Olanzapine-based, dexamethasone-free antiemetic prophylaxis for highly emetogenic chemotherapy in children and adolescents: A multicenter phase III non-inferiority trial (CIVIC-POD).
Venkatraman Radhakrishnan, Prasanth Srinivasan, Gargi Das, Sameer Bakhshi, Amita Mahajan, Prasanth Ganesan, Balaji Thiruvengadam Kothandan, Ramandeep Singh Arora, Swathi P. M., Shuvadeep Ganguly, Deepam Pushpam, Minakshi Bansal, Swaminathan Keerthivasagam, Aparajita Sharma, Aastha Goel, Mubina Masthan, Aleeza Khan, Swaminathan Rajaraman304
Background:
Guidelines recommend dexamethasone combined with a 5-HT3 receptor antagonist and a neurokinin-1 antagonist for the prevention of chemotherapy-induced nausea and vomiting (CINV) in children and adolescents receiving highly emetogenic chemotherapy (HEC); however, dexamethasone is associated with clinically significant toxicity. The effectiveness of olanzapine as a dexamethasone-sparing option in pediatric CINV prophylaxis remains unclear.
Methods:
CIVIC-POD (Chemotherapy Induced Vomiting in Children-Prophylaxis Omitting Dexamethasone) is an investigator-initiated, multicenter, open-label, phase III randomized non-inferiority trial (INPHOG-SUPP-22-03) that enrolled patients aged 4–18 years receiving HEC. Participants were randomized 1:1 for one cycle to dexamethasone, palonosetron, and fosaprepitant (DEX) or olanzapine, palonosetron, and fosaprepitant (OLANZ).
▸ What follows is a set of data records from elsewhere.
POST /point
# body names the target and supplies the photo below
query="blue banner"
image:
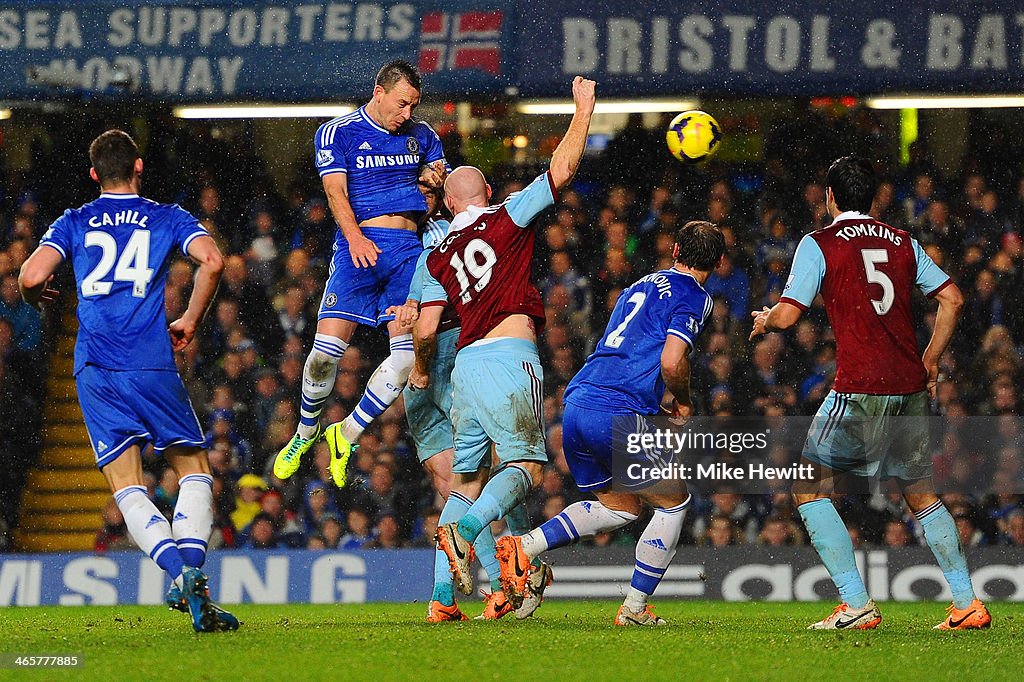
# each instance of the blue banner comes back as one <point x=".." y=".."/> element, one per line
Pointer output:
<point x="734" y="47"/>
<point x="253" y="50"/>
<point x="216" y="50"/>
<point x="275" y="577"/>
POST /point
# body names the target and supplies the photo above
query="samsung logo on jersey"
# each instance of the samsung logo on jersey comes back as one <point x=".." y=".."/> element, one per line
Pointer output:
<point x="663" y="284"/>
<point x="865" y="229"/>
<point x="382" y="160"/>
<point x="119" y="218"/>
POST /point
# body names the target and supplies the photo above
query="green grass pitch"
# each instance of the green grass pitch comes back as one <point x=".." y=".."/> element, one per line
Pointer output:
<point x="570" y="640"/>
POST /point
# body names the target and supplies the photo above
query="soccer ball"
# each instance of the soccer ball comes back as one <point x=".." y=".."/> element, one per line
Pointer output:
<point x="693" y="136"/>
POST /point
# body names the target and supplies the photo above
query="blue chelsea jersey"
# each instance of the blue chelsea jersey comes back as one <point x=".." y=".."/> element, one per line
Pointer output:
<point x="624" y="373"/>
<point x="121" y="247"/>
<point x="381" y="167"/>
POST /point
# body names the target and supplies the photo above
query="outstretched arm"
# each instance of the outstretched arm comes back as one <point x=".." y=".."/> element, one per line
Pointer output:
<point x="36" y="273"/>
<point x="565" y="160"/>
<point x="779" y="317"/>
<point x="204" y="251"/>
<point x="950" y="304"/>
<point x="676" y="371"/>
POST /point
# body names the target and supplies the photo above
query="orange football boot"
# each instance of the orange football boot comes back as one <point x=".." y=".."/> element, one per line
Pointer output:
<point x="515" y="567"/>
<point x="438" y="612"/>
<point x="495" y="606"/>
<point x="975" y="616"/>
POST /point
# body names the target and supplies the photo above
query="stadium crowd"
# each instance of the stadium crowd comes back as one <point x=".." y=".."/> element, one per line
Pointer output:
<point x="616" y="224"/>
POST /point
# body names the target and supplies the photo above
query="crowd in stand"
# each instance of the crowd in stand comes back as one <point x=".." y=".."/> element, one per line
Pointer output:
<point x="244" y="371"/>
<point x="20" y="349"/>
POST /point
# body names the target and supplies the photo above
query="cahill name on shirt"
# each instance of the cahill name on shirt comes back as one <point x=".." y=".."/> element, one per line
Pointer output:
<point x="128" y="217"/>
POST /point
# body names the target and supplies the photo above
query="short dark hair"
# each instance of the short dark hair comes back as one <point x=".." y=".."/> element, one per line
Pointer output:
<point x="853" y="183"/>
<point x="700" y="245"/>
<point x="396" y="71"/>
<point x="114" y="155"/>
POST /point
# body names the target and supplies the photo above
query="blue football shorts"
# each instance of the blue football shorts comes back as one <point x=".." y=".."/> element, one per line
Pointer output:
<point x="137" y="407"/>
<point x="363" y="294"/>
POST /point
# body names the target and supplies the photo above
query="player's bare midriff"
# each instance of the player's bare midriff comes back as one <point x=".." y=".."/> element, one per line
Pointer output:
<point x="404" y="220"/>
<point x="518" y="327"/>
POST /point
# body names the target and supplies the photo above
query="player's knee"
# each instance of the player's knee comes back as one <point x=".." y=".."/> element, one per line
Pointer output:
<point x="532" y="472"/>
<point x="621" y="503"/>
<point x="320" y="366"/>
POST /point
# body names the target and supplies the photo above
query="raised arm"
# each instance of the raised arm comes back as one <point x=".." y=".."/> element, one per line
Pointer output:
<point x="360" y="248"/>
<point x="676" y="372"/>
<point x="204" y="252"/>
<point x="36" y="273"/>
<point x="565" y="160"/>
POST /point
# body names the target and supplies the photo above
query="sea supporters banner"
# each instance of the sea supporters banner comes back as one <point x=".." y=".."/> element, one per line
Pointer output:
<point x="254" y="50"/>
<point x="732" y="573"/>
<point x="838" y="451"/>
<point x="733" y="47"/>
<point x="267" y="50"/>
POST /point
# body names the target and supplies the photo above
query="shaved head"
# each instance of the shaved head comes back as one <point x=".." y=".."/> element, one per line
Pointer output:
<point x="466" y="186"/>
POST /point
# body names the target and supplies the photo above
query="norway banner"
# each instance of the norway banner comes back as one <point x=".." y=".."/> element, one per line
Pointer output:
<point x="452" y="41"/>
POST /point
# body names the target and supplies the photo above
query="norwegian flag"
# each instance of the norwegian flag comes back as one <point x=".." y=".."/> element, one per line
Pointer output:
<point x="452" y="41"/>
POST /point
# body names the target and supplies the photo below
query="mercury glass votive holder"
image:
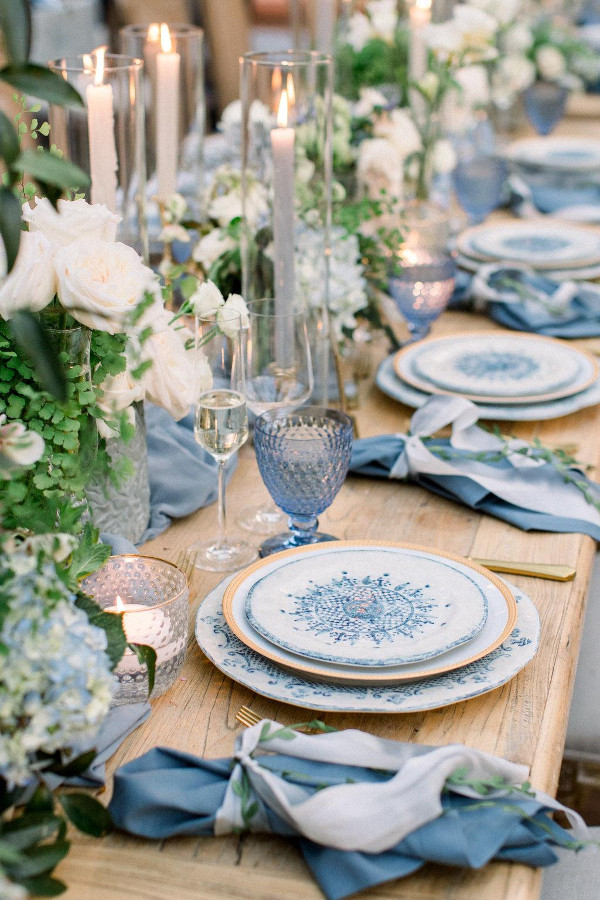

The primary endpoint was complete response (CR) to vomiting (no vomiting or rescue antiemetics) during the overall phase (0–120 h). A non-inferiority margin of −15% was prespecified. With an assumed CR of 70%, 310 patients provided 80% power at a one-sided α of 0.025. Absolute differences were analyzed using the Miettinen–Nurminen method; non-inferiority required the lower bound of the 95% CI to exceed −15%.
Results:
Between December 2022 and January 2026, 310 patients were randomized (DEX, n=156; OLANZ, n=154); 299 were included in the per-protocol analysis (DEX, n=151; OLANZ, n=148). Median age was 13 years, and 56.8% received multi-day HEC. CR to vomiting during the overall period occurred in 56.9% of the DEX arm and 63.5% of the OLANZ arm (absolute difference 6.6%; 95% CI −4.5% to 17.7%), meeting non-inferiority criteria. Results were consistent in the intention-to-treat population. For secondary endpoints, CR to nausea during the overall period was similar between DEX and OLANZ (54.3% vs 53.4%). CR to vomiting during the acute period (0-24 h) was 64.2% vs 68.9%, and during the delayed period (24-120 h) was 78.8% vs 79.1%, in the DEX and OLANZ arms, respectively. CR to nausea during the acute period was 59.6% vs 59.5%, and during the delayed period was 69.5% vs 68.9%, respectively. Grade ≥2 toxicities were uncommon and similar. Somnolence was more frequent with OLANZ (52.0% vs 25.8%), with all events ≤ grade 2.
Conclusions:
Olanzapine-based, dexamethasone-free prophylaxis provided non-inferior vomiting control with similar nausea outcomes and acceptable toxicity, offering an evidence-based alternative to steroid-containing regimens in pediatric HEC.